Author Options:

How to program a neural network. Answered

I am trying to create a neural network for the purpose of using it for vocal translation software which is currently completely inaccurate. There is a lack of actually code on the Internet about this and only abstract concepts. anyone wanna help me out?



7 years ago

Looks like your goal is an accurate speech-to-text software app, not the creation of said application.

If so, I'd recommend obtaining a software package that allows customization / learning of your voice.  (Dragon package, for example).

However, if you are interested in learning / practicing how a neural network helps a VR program, get freeware from an academic source and tweak, rather than creating your own.

Particularly if you have not experimented with neural nets before.  Smarter to extend / customize a proven solution than start from scratch.

Reduces your work to finding application and customizing to your voice. 
Just customizing an application can be a significant project.

Wikipedia page on "Speech Recognition" has a nice summary of current methods (Neural Nets are not being investigated, Hidden Markov Models are currently en vogue) and some good links.  Looks like CMU's Sphinx package could be a great place to start tinkering.

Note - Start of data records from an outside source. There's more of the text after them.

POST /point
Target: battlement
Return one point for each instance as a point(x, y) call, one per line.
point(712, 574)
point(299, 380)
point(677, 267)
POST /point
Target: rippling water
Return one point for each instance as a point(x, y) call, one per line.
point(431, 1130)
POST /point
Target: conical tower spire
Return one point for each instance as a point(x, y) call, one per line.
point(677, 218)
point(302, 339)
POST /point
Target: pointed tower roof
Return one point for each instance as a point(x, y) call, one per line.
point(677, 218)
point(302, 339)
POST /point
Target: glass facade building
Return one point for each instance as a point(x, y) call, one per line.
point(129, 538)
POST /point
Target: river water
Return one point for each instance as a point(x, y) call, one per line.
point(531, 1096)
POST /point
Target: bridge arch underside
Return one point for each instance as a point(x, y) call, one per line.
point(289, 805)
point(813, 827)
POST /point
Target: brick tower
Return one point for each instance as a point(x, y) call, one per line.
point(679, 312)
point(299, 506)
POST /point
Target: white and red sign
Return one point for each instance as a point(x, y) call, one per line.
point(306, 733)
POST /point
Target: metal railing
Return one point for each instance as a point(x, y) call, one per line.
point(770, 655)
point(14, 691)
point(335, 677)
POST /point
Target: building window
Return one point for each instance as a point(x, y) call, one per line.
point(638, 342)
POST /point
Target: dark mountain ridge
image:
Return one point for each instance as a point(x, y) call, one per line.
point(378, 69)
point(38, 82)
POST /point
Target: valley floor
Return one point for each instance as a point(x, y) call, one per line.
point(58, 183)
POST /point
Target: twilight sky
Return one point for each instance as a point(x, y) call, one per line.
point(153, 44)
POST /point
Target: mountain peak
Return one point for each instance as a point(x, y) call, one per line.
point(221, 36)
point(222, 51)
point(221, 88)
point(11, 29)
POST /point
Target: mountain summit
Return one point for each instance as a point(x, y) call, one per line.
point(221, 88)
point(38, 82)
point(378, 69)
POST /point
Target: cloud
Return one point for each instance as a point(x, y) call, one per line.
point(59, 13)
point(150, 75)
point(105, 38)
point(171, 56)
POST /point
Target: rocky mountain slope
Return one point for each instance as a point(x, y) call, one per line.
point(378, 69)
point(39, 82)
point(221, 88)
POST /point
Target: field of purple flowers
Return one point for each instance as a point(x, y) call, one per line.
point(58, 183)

Generally, machine learning algorithms need to be trained. This is where you can tweak a application to your voice.  A cursory glance at the Sphinx documentation seems to show the software allows custom training and explains how to do it.  Looks plenty tough.

If you do create your own software, don't forget to apply for a PhD!

The whole point is not just to make speech recognition that is tuned to my voice but to make something that uses the unique ability of neural nets to recognize great many people as well as translate that grammatically correct to another language and SAY it back. so a speech to speech translator. not some of that Dragon crap that i already have and only gets 1/4 of the words i say.

A truly ambitious project- the universal communicator!

So I work in the machine learning field (however, not in speech processing) and what you propose would be very involved, although it is an area of current development.  (so there are post-doc positions available... how's your cv?)

Before we go farther, let's briefly discuss machine learningNeural netwoks, random forests, hidden markov models, support vectors machines... There are many computer programs that can make decisions and have training feed back loop ostensibly improving success (links, more links).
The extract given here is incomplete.